Multi-use path in Richmond, California

The Richmond Greenway is a pedestrian and bicycle path in Richmond, California.

==Route==
It runs along what was formerly the right-of-way of the Atchison, Topeka and Santa Fe Railway (formerly the California and Nevada Railroad) parallel to Ohio Avenue, between the end of the Ohlone Greenway adjacent to the intersection of Macdonald and San Pablo Avenues, and Point Richmond. There is a connector from the trail to the Macdonald 80 Shopping Center in the North & East neighborhood.

The trail is landscaped with community gardens, native vegetation, daylighted portions of Baxter Creek, and an artificial creek channel used to filter pollution along its frontage.

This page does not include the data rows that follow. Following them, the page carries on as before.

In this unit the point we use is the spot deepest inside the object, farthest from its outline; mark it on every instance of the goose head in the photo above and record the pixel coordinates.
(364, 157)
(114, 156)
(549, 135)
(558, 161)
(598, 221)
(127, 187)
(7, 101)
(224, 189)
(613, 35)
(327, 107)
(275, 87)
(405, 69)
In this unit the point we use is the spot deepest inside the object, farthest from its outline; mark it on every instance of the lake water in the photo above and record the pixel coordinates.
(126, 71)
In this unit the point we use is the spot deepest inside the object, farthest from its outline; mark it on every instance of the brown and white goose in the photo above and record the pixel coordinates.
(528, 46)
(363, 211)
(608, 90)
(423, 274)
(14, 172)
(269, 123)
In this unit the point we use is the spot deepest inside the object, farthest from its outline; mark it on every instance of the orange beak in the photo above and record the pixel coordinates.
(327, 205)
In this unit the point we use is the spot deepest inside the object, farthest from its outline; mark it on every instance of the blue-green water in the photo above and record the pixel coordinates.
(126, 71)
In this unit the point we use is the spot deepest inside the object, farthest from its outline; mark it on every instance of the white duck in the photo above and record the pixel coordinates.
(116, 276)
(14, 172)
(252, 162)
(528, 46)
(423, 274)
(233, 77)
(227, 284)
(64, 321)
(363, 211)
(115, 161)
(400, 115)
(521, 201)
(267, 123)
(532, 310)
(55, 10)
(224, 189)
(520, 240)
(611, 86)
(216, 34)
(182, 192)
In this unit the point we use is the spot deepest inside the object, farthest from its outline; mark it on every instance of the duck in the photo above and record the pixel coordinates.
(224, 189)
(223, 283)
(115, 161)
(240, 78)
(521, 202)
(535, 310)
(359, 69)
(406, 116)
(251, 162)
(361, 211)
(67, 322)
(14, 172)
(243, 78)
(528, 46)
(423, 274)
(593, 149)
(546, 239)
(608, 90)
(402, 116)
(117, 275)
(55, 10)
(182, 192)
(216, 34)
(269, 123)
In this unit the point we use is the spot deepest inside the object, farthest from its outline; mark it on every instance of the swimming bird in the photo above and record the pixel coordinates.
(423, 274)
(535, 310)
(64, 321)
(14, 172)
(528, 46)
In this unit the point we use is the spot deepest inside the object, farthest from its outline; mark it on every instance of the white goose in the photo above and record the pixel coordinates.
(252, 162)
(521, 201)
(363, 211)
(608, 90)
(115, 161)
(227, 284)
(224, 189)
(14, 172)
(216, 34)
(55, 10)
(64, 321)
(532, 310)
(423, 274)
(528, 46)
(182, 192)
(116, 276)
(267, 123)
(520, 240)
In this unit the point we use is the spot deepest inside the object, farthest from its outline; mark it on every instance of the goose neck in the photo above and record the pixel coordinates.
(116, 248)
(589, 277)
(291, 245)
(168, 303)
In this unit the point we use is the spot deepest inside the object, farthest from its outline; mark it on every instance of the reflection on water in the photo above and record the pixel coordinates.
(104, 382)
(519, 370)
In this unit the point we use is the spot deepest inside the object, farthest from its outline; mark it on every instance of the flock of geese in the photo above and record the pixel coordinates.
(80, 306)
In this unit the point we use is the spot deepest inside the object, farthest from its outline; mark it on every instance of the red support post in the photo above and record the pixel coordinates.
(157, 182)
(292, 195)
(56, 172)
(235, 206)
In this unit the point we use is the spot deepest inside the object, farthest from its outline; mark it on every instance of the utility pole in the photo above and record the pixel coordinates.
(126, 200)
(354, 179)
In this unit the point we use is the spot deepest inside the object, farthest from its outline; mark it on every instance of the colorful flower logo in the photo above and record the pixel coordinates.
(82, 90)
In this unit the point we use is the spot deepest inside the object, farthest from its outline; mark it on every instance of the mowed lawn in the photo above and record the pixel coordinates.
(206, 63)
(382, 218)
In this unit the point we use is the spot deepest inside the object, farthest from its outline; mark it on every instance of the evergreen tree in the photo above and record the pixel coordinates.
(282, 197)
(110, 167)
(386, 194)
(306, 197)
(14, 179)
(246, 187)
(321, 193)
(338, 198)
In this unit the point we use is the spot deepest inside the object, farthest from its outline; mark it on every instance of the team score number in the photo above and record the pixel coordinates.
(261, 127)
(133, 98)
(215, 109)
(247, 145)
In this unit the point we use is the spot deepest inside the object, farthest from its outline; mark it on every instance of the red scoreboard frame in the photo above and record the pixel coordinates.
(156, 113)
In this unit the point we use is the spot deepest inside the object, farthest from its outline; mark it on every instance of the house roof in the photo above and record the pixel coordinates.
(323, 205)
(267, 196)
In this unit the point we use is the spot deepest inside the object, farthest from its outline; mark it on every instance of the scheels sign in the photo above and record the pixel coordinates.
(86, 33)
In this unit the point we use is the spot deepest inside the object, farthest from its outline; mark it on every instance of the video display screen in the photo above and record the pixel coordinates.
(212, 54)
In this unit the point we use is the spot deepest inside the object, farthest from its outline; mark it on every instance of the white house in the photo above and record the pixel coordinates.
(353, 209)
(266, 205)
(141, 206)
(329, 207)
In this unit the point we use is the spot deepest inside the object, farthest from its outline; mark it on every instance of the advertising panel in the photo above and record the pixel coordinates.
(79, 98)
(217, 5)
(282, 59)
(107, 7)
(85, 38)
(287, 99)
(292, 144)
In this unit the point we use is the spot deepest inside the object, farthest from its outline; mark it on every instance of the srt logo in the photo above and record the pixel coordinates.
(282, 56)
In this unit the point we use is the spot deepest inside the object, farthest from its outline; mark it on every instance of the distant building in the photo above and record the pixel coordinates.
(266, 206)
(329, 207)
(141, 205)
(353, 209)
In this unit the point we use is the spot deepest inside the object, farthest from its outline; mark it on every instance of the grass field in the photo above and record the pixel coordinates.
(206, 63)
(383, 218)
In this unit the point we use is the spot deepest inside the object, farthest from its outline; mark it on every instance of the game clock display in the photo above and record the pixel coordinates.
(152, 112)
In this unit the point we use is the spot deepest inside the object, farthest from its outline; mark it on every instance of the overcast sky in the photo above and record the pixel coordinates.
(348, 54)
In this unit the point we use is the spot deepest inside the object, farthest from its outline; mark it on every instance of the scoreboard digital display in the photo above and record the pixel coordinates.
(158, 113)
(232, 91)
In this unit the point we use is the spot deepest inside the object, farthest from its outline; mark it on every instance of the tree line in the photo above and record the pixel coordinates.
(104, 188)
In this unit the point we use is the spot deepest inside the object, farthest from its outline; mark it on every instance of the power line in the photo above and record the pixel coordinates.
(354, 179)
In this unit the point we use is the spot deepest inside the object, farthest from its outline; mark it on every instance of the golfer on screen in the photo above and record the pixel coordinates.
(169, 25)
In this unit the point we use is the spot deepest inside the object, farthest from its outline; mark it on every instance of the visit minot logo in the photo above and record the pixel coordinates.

The western end of the trail connects in Point Richmond with a bikeway through Point Molate and onto the Richmond–San Rafael Bridge. Pedestrian bridges may be added in the future to cross major avenues such as San Pablo Avenue and 23rd Street. An additional side project will add a bike lane/bike trail between the Richmond Greenway and the Ohlone Greenway at Potrero Avenue via 23rd Street, Carlson Boulevard, Cutting Boulevard, and Potrero.

==History==
Beginning in 1904, the Atchison, Topeka and Santa Fe Railway lines carried freight through the city of Richmond. These transit networks enabled much of Richmond's considerable industrial activity. As a result, the Richmond Greenway was host to numerous "environmental hardships."

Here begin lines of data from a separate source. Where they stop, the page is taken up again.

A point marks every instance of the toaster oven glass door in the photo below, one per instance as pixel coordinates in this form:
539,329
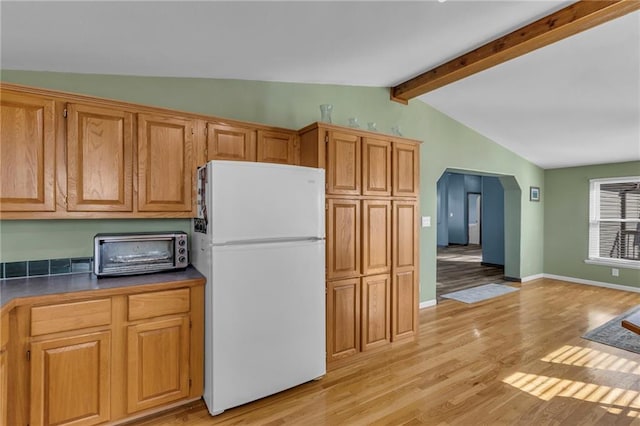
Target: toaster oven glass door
132,256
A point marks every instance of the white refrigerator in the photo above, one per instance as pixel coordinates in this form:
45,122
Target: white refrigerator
259,241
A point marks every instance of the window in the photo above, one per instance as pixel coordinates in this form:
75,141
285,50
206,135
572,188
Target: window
614,222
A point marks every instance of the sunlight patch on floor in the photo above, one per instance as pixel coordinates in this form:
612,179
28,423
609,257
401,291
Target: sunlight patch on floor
614,400
592,358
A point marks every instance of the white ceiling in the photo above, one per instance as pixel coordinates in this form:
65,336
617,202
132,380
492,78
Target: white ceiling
573,103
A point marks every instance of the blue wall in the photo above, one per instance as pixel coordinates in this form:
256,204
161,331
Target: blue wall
442,209
453,214
492,221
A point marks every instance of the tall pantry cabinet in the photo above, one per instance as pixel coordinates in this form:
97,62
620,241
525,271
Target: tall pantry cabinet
372,235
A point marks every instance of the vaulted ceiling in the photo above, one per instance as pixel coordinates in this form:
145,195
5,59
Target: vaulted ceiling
574,102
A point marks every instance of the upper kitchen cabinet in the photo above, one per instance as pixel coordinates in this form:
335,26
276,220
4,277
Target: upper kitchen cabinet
343,163
362,163
165,164
276,147
27,153
226,142
406,175
376,167
99,159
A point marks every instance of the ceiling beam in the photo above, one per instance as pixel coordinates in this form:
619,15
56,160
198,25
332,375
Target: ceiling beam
564,23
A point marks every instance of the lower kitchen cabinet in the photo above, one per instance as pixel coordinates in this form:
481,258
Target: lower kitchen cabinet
158,363
87,361
70,380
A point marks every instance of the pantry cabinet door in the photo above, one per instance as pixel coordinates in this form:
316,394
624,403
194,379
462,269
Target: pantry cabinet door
343,164
165,164
406,166
376,313
376,237
27,153
100,159
376,167
226,142
343,318
343,238
276,147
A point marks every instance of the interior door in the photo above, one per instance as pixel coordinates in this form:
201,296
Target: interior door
473,215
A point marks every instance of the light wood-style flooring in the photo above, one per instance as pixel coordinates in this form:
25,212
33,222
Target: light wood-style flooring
459,267
514,360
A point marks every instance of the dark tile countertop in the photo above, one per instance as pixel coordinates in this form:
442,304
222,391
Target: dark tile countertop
18,288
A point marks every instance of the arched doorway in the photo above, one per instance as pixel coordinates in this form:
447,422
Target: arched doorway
478,220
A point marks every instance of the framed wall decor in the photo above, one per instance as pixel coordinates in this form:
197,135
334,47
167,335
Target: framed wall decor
534,193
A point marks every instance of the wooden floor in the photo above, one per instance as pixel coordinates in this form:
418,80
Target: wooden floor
514,360
459,267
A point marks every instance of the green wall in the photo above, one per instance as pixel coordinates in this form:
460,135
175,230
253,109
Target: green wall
566,231
446,144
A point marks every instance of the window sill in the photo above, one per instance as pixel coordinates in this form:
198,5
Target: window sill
623,264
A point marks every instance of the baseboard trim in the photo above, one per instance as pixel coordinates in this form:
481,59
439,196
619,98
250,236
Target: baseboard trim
493,265
593,283
428,303
532,277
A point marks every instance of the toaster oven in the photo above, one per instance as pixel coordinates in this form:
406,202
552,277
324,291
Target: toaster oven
139,253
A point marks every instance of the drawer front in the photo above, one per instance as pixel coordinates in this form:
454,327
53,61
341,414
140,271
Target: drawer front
70,316
158,303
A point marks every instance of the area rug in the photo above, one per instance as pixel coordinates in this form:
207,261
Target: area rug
478,294
612,333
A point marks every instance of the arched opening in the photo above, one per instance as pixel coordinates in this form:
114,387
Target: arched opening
478,230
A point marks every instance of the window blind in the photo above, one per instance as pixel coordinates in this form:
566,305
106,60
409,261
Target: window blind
615,219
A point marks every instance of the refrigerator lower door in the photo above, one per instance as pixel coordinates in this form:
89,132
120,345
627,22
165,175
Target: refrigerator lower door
265,330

During the late 1960s Richmond resident Lillie Mae Jones became a Greenway activist, working to turn the right of way of the former Santa Fe Rail Line. She organized community cleanups, created a garden and an animal farm, and took groups of children to the Greenway to teach them about nature and pollution. Ms. Jones's advocacy "made possible the park we enjoy today."

In 2006, an organization called Friends of the Richmond Greenway started organizing community events, advocating for the trail's expansion and helping with maintenance.